I am in 430A/B this week. I own this specific unit this week but it is my first time staying at the QH. I am absolutely loving it. While some units might be noisy, this one is the quietest timeshare stay we have ever experienced. We cannot here even a whisper from any other unit or the outside. We can barely here anything from another room within the same unit. Also can't hear anything from each side of the A/B.

Love the Quarter House.


----------



## chapjim (Dec 25, 2014)

Saintsfanfl said:


> I am in 430A/B this week. I own this specific unit this week but it is my first time staying at the QH. I am absolutely loving it. While some units might be noisy, this one is the quietest timeshare stay we have ever experienced. We cannot here even a whisper from any other unit or the outside. We can barely here anything from another room within the same unit. Also can't hear anything from each side of the A/B.
> 
> Love the Quarter House.



One of the units we own is 427, a 2BR unit where the living area overlooks Rue Chartres.  Except for the occasional evangelizer on the corner, even the living area is pretty quiet.  The bedrooms are like you are saying -- dead quiet, probably because there are two brick walls between the street and one BR and three brick walls between the street and the other BR.

On the other hand, one of our other units, 110, backs to the alley.  It's noisy early in the morning when the garbage truck picks up the dumpster but that only lasts for a few minutes.


----------



## hjtug (Dec 25, 2014)

chapjim said:


> On the other hand, one of our other units, 110, backs to the alley.  It's noisy early in the morning when the garbage truck picks up the dumpster but that only lasts for a few minutes.



Should we expect the same in 109?


----------



## chapjim (Dec 25, 2014)

hjtug said:


> Should we expect the same in 109?



No!  109 is across the hall and backs to the courtyard.


----------



## Saintsfanfl (Dec 26, 2014)

chapjim said:


> No!  109 is across the hall and backs to the courtyard.

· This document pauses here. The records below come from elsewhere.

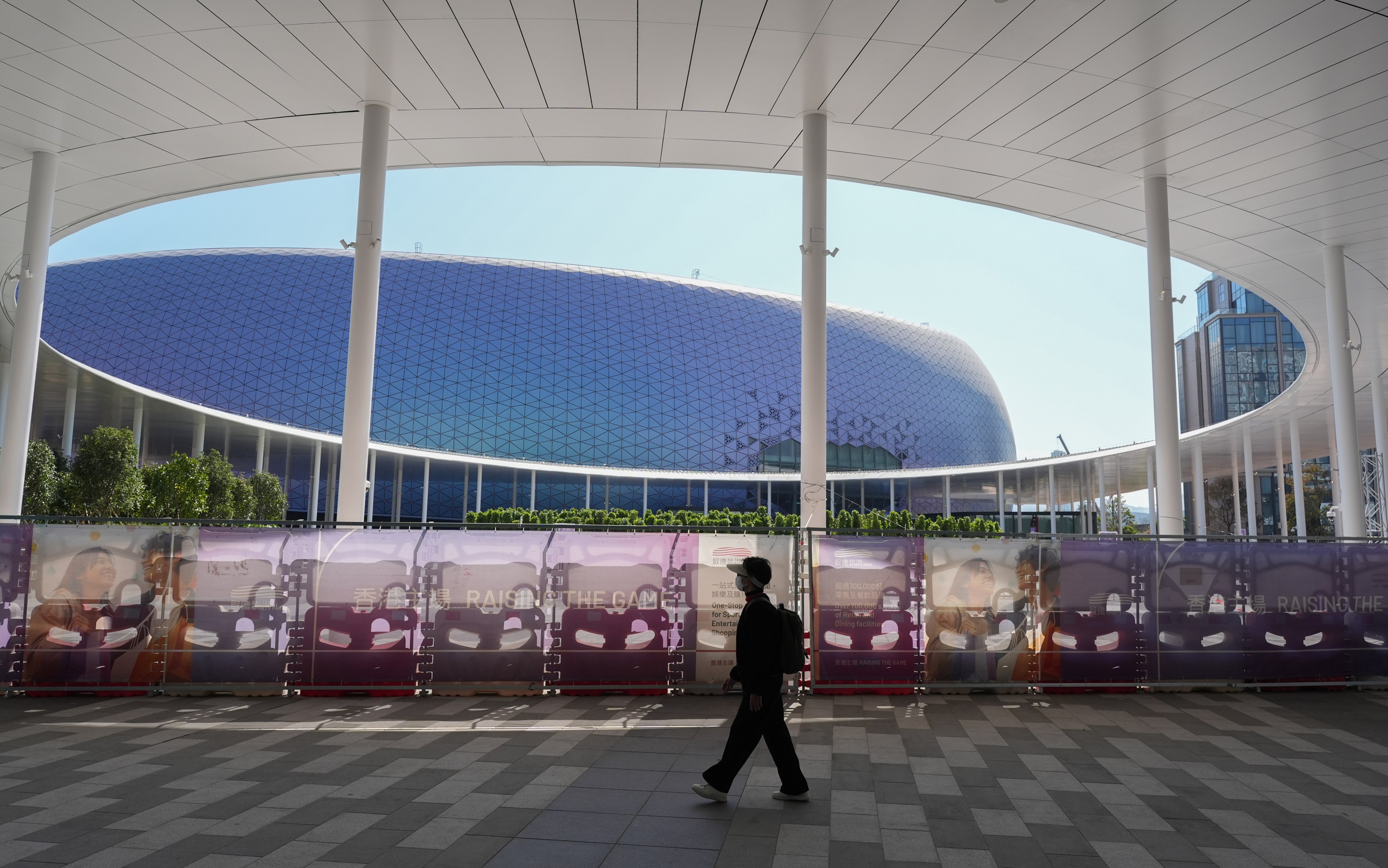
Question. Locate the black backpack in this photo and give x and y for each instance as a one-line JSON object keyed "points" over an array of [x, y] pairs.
{"points": [[793, 641]]}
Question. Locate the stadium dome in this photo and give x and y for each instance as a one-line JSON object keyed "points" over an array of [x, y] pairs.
{"points": [[528, 361]]}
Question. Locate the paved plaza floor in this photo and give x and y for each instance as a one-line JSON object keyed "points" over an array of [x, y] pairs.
{"points": [[971, 781]]}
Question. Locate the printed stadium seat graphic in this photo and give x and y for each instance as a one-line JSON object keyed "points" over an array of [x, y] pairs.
{"points": [[234, 624], [361, 629], [1199, 622], [610, 602], [488, 623], [1094, 627], [1295, 629]]}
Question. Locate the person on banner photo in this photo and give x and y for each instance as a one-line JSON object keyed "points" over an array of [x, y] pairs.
{"points": [[958, 629], [761, 715], [77, 636]]}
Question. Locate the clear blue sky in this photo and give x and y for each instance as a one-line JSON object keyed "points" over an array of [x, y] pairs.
{"points": [[1057, 314]]}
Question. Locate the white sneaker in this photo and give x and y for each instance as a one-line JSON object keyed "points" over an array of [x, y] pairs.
{"points": [[710, 792]]}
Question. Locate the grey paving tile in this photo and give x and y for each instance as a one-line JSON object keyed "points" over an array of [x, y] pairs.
{"points": [[578, 827]]}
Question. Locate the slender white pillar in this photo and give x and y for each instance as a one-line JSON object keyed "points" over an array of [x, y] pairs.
{"points": [[1298, 480], [1152, 520], [424, 497], [1050, 496], [331, 489], [1251, 493], [70, 414], [138, 421], [1351, 496], [313, 484], [1376, 390], [814, 342], [1165, 416], [24, 349], [370, 507], [1280, 487], [5, 396], [366, 296], [1104, 502], [1233, 479], [1199, 491], [396, 486]]}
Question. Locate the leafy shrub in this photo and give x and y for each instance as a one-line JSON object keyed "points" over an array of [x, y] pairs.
{"points": [[41, 480], [106, 476]]}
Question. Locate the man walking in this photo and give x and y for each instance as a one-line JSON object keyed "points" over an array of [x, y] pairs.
{"points": [[760, 716]]}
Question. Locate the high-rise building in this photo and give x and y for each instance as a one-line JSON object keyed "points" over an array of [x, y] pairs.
{"points": [[1240, 355]]}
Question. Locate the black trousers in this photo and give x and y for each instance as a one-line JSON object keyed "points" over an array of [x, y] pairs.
{"points": [[749, 728]]}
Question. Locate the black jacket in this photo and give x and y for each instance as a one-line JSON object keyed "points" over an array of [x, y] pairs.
{"points": [[758, 648]]}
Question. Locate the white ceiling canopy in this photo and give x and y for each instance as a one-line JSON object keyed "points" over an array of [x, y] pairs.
{"points": [[1270, 117]]}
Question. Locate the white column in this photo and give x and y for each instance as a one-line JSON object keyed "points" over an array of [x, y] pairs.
{"points": [[1252, 496], [1104, 512], [1152, 522], [1003, 507], [1298, 482], [814, 342], [424, 497], [138, 421], [370, 507], [1199, 491], [5, 393], [395, 487], [313, 486], [366, 296], [1282, 487], [1376, 390], [1233, 479], [1351, 496], [1050, 497], [1165, 416], [70, 414], [24, 349]]}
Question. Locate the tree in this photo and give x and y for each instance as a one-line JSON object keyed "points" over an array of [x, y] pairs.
{"points": [[106, 476], [177, 489], [221, 487], [268, 501], [1111, 511], [1221, 516], [1318, 500], [41, 480]]}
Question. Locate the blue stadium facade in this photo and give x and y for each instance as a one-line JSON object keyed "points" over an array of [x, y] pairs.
{"points": [[528, 361]]}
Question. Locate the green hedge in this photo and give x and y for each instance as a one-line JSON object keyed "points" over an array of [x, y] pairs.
{"points": [[725, 518]]}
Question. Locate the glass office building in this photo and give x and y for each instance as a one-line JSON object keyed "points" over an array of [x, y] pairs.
{"points": [[1240, 355], [581, 367]]}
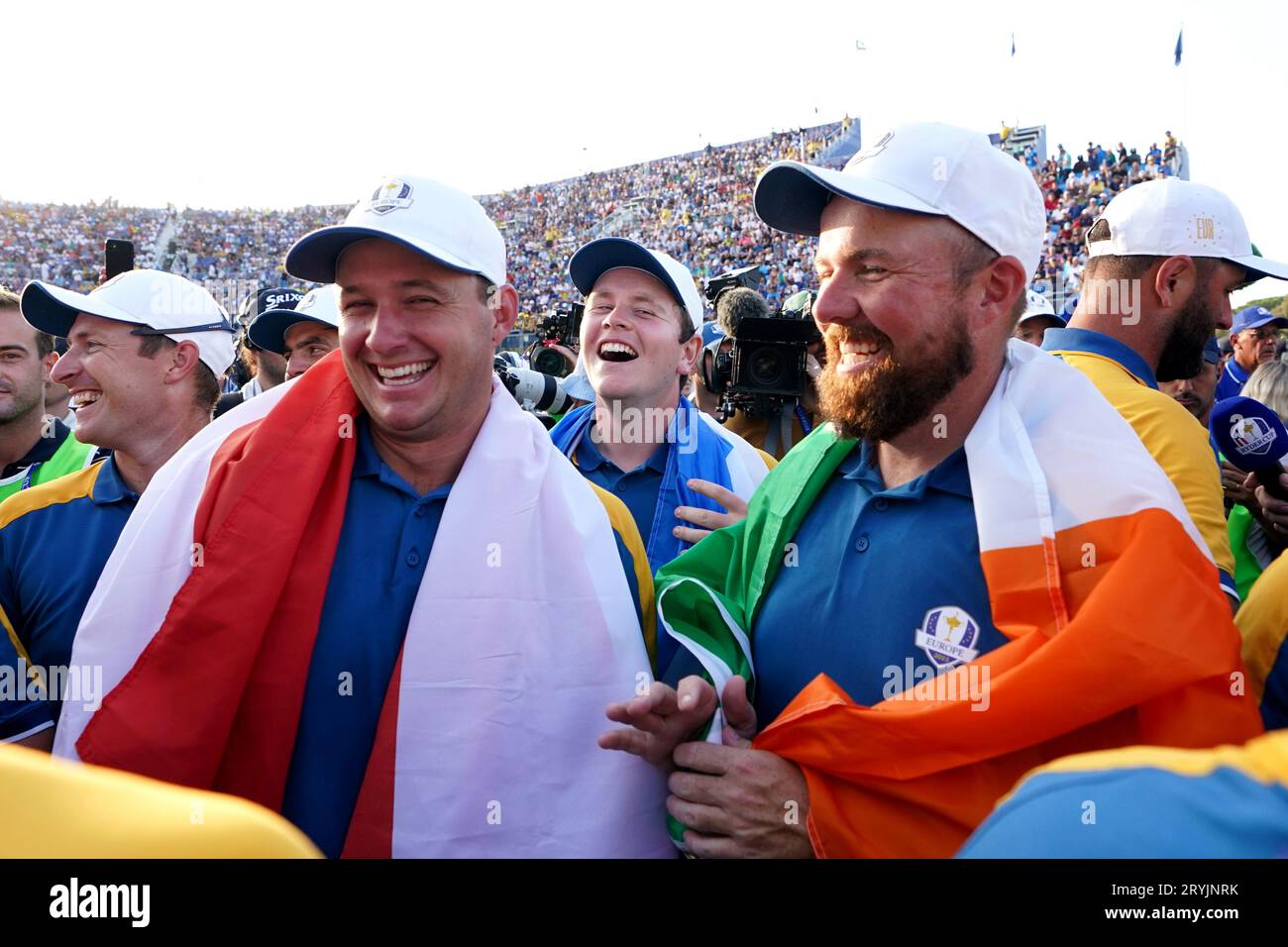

And the Courtyard closes at 10, so they won't allow noisey revelers after hours. You might get late arrivals passing by but shouldn't be bad.


----------



## Saintsfanfl (Dec 26, 2014)

I definitely would not rent a car. We have used our car only once all week, and it was only to go to a movie theater on Christmas Day. We have only used the trolleys for our needs, but the $3 ticket for unlimited street car usage also applies to buses, so you can go most anywhere needed.


----------



## LMD (Dec 27, 2014)

*Car*

Good to  know! Thanks!


----------



## LMD (Jan 23, 2015)

*No car needed*

Definitely did not need a car. Quarter House is in a great location and we were able to walk everywhere we wanted to go and took the trolley to the garden district. We ended up taking a cab to and from the airport which was a reasonable $33 each way (for two) plus tip.


----------